On the bench across from me a woman has laid down a large plastic bag and is asleep.
I get a coffee and a cookie at the coffee shop and read my book for all the other hours that I’m meant to be at work and then I go home on the train.
How was your day? says my husband when I get home as he makes dinner. I hug and kiss our children, nurse the baby. I bathe them and we eat together. Family read? asks the two-year-old when I go to read them books, put them to sleep. I call my husband and we all lie on the baby’s bed together. I read and she sits on me. The four-year-old sits on her dad’s lap and it’s warmer in here than any other place in our apartment, and halfway through the second book I fall asleep. An hour later, I’m still in there, and my husband comes to get me. He helps me free my arm from the two-year-old’s small hands and stands behind me as I climb the ladder up to bed and follows up right after; he wraps his arm around my waist.
At 4:50 the next morning I pass a man, fully dressed in a too-thin coat, while I run underneath the highway. He smells, up close, like liquor, and as I run by, he screams a high-pitched scream and I sprint until I’ve covered another mile and know for sure he’s far away.
Sasha’s liked her little sister’s Facebook picture of her dog.
I teach a night class uptown on Thursdays—I keep the night class even though I mostly know by now I’ll never get a real job from the institution where I teach this night class; I mostly know that real jobs at institutions like this don’t exist anymore. I keep the job because I spent all those years in school and mostly I’ve forgotten what I thought they might be worth. Because it feels good sometimes, pretending, that I got what I set out to get.
I often stay late at work these days to meet with students, help with papers, but my coteacher comes to say he wants to meet with me to talk about relational concerns, and I say I can’t because my kids’ school just called and then I leave and go to a dark bar uptown and sip a raspberry-flavored gin drink and read my book before I have to teach.
In my night class, we read Imre Kertész, Kaddish for an Unborn Child. A student who sits off to the side of the table we all sit at, though there’s still room, and who has strangely dyed red hair, raises her hand and says, The main character is mansplaining Auschwitz to his wife, and I say, But she wasn’t there and is actively refusing to try to understand, and she says, Typical, and we move on.
On Thursdays the children go to sleep without me and it’s late and the subway’s mostly empty for the hour that I ride it. We filed, my husband says about the bankruptcy, and I’m still drunk, or maybe I’m hungover, from the drink before I taught and I do not want to talk so I kiss him and reach my hand underneath his shirt and we have sex on our loft bed. I hit my head and he says, Sorry, and then he comes and falls asleep and I stay up and read.

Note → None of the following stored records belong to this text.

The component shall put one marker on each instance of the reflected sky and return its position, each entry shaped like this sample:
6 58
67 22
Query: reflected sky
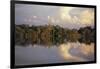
77 51
67 17
67 52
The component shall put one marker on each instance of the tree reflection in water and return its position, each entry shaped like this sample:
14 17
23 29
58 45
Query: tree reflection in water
77 51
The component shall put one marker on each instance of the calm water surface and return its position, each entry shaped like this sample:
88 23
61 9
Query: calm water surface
67 52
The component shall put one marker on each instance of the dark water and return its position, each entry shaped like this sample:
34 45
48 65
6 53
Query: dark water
66 52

When we met I was in graduate school and he was still, for that first year, a person who wore suits. I had a small apartment uptown and he’d sneak out of work and I’d get out of class and we would fuck standing up against the hall wall by the entrance, me sometimes up on the kitchen counter, hands grasping the cheap vinyl. I would come and he would too and we’d both pull our pants back up and he’d go back to work and I’d go to the comp class I taught in the afternoon still smelling of him.
He’d last a full year at that job before he left to do custom carpentry for the sorts of people that he used to work with, hoping it’d be more one day, a store of handmade furniture from reclaimed wood. I was so proud then. We were eighties babies, born of plenty, cloistered by our whiteness and the places we were raised in—his parents didn’t have much money, neither had a college education, but we were both brought up to think that if we checked off certain boxes we’d be fine.

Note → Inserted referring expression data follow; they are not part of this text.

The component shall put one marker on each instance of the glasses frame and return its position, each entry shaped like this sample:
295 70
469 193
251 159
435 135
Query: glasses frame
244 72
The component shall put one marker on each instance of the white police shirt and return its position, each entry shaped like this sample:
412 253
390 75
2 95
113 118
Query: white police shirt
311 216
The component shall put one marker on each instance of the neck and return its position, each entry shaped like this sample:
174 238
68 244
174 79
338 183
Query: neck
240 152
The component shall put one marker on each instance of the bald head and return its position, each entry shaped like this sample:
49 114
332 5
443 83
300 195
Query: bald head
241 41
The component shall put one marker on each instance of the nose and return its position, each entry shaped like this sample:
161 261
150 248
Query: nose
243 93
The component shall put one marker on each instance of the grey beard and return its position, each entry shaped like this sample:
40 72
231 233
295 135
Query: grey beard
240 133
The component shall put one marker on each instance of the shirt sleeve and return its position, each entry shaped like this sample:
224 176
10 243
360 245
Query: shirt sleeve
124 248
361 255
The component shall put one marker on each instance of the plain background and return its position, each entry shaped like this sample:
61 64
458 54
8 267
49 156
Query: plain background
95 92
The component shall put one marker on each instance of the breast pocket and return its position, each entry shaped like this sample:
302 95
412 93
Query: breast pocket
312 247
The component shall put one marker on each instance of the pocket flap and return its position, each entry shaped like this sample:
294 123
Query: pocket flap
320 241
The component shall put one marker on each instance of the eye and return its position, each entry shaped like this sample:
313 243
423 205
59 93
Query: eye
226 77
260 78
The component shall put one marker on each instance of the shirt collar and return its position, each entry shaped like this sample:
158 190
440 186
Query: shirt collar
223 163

9/11 happened my second week of college; the financial crisis came the year after we met. It would be years before we understood the implications of these chasms; we weren’t formed enough to see them, were too safe to feel their first round of hits. We made so many choices based on what we thought the world was, what it wasn’t any longer, what we’d been told it was but what we finally understand that it had never been.

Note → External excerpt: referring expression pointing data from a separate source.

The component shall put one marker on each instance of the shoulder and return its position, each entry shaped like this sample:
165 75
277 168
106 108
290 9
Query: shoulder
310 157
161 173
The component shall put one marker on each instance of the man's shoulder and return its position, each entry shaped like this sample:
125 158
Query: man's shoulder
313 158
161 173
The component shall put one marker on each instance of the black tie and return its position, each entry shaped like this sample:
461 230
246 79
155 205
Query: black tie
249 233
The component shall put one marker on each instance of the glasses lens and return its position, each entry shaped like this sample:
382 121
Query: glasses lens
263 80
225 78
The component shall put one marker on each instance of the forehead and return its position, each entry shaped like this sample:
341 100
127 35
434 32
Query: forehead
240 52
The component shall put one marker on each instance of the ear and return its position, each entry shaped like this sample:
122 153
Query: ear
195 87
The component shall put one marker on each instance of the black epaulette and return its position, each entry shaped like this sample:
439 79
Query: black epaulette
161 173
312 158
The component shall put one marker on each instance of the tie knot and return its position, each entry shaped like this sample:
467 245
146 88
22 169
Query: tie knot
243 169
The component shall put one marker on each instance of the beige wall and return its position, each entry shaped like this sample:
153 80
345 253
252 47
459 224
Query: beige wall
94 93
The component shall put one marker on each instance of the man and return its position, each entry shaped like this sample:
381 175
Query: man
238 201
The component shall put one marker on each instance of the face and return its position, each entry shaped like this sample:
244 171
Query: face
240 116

He worked for Lehman Brothers when the markets crashed and they went under—the sky was falling everywhere, except, of course, that he could just have found another job like that. He had this idea, we both did, that he did not want to be implicated any longer in the abstract mess of numbers on a screen and people’s lives all made or broken. We had principles or something, made up almost wholly out of things we knew we didn’t want to be or have a part in more than any concrete plans for what we’d be instead. I vaguely thought books were the answer, because they’d saved me and that seemed like something: to give them to other people, to expose them to them. He thought working with his hands. We were galvanized in this way, smug and stupid. It felt athletic and exciting, this misguided, blind self-righteousness.